Progetto Collettivo 2020
Un paio di cose che credo di aver capito sulla fotografia reclusa
Sguardo recluso, fotografia reclusa. Sarò sincero: in questo tempo di restrizione la bilancia pende, per me, più a favore dei vantaggi che delle frustrazioni. Questa strana bolla di tempo sospeso ha imprigionato il corpo, ma non la mente. Anzi, ha favorito qualche ripensamento sullo sguardo e sulla fotografia. Mi spiego. Guardare, il verbo che regge buona parte dell’atto fotografico, è un gesto potente, che richiede decisioni. Io decido quanto è ampio il mio orizzonte. Per esempio: posso camminare guardando solo i miei piedi; oppure posso camminare e guardare il sentiero e gli alberi e i campi e magari anche il cielo e le nuvole. In altre parole: io decido quanto è grande il mondo in quel momento. Io decido la velocità del mio sguardo, cioè: deci do quanto tempo mi soffermo sulle cose o su alcuni aspetti delle cose. È il ritmo che il mondo ha, per me, in quel momento. Ecco, queste sono due decisioni potenti che lo sguardo metteva in atto prima della quarantena. E oggi?
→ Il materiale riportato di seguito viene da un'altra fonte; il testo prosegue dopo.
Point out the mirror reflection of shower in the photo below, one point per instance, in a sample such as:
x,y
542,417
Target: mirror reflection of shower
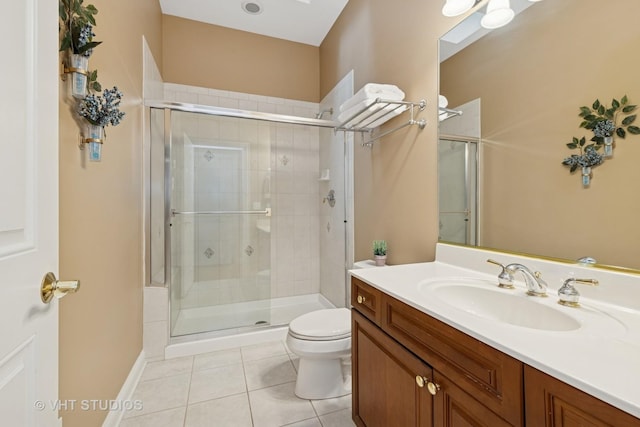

Oggi il mio orizzonte è stato deciso da altri. Oggi il mondo si è contratto, è stato relegato d’imperio nelle stanze in cui vivo e l’esperienza del mondo, là fuori, posso farla solo dalla finestra, che diventa – come diceva Luigi Ghirri – un’inquadratura naturale. Oggi vivo il mondo esterno come una fotografia lunga giornate intere. E la finestra, o la porta, sono diventate soglie invalicabili, soglie attraverso le quali non è più possibile il passaggio tra il dentro e il fuori. Così, questo orizzonte ristretto mi ha compresso verso una interiorità tutta da esplorare. In questo orizzonte limitato succede una cosa bellissima: la velocità del mio sguardo rallenta. Se prima lo sguardo era, detto in termini musicali, un presto o un prestissimo, cioè era uno sguardo nevrotico, che non si posava mai a lungo sulle cose, oggi lo sguardo è un largo, un adagio con sentimento. Oggi il mio sguardo si ferma, si stende sulle cose, in ascolto: del domestico quotidiano, dell’umile, del dimenticato. E questa nuova esplorazione porta alla luce qualcosa che era rimasto incompleto. Lo sguardo rallentato ha, paradossalmente, creato una nuova vastità dell’orizzonte. Il mondo è tornato ad allargarsi, in direzioni e profondità dimenticate. Verso la memoria, verso il desiderio, verso la voglia di futuro, verso ciò che era nascosto perché ignorato dall’abitudine. Cosi, in questi giorni di quarantena, le mie fotografie sono diventate, anche a mia insaputa, le mappe di un nuovo mondo, un po’ reale e un po’ immaginario. Mappe di un nuovo stupore.